しっかりしているようでどこか抜けていた。そこは相変わらずだった。

軽く挨拶を交わしてすれ違った途端、何も無い道で足を捻ってしまった千春を介抱していたらこんな時間になってしまった。

それは違うな。

さっさと高耶に連絡して戻ってきてもらえば良かっただけの話なのに。千春と離れがたかっただけだ。

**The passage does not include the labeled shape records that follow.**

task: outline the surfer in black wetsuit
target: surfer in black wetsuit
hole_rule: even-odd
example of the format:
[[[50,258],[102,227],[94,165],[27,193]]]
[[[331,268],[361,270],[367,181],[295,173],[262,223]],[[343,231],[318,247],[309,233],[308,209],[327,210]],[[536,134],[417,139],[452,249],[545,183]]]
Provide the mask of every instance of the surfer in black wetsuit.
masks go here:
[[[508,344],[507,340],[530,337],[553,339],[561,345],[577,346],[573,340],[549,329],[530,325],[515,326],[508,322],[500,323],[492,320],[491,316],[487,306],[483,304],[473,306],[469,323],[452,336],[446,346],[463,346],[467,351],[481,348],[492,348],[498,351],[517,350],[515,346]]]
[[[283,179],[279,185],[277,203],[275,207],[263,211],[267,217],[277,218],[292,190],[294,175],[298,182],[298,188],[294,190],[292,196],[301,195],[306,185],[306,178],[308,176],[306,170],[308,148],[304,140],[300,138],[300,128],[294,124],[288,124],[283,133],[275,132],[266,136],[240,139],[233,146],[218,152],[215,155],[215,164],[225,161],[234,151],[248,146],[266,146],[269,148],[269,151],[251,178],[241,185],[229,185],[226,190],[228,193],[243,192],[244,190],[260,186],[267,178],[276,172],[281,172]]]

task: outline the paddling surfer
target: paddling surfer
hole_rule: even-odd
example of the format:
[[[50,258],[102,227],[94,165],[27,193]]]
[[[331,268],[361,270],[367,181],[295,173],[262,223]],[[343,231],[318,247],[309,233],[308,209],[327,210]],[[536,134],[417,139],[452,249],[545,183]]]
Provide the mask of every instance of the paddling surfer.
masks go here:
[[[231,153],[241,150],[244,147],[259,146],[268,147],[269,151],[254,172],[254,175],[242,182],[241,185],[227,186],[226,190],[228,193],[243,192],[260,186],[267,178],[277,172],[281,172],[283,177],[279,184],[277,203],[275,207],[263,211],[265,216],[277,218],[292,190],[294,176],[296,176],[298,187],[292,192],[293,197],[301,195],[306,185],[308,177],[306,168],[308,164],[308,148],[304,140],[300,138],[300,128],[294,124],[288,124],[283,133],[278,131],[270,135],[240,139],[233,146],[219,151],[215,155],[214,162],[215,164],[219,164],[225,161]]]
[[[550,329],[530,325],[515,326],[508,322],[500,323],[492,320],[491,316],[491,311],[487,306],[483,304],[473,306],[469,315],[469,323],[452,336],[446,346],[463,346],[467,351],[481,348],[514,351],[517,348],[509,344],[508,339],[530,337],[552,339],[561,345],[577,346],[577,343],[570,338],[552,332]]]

どうかしている。千春とのことは終わって、花蓮のことが好きなはずなのに。

千春を優先している。


何度か花蓮からの電話もメールがあったのに全部無視してしまった。

きっと怒ってるだろうな。


また電話がかかってきた。花蓮からだ。

だがすぐに切れてしまった。

すぐに駆け直すと玄関の向うから着信音が聞こえてきた。


「花蓮」


玄関を開けると、そこにいたのは花蓮じゃなくて、高耶がいた。手には花蓮のケータイが握られていた。


「へぇ、彼女を寒空に放っておいて、あんたはココで人の姉貴と暖をとってるってどういうことだよ」


「高耶くん、これはね。私が怪我をして、光臣くんを引き止めてしまったの」

「姉さんは黙っててください」


高耶はオレを見て軽蔑した目をむけてくる。オレはそうされるようなことをしたんだから当然だ。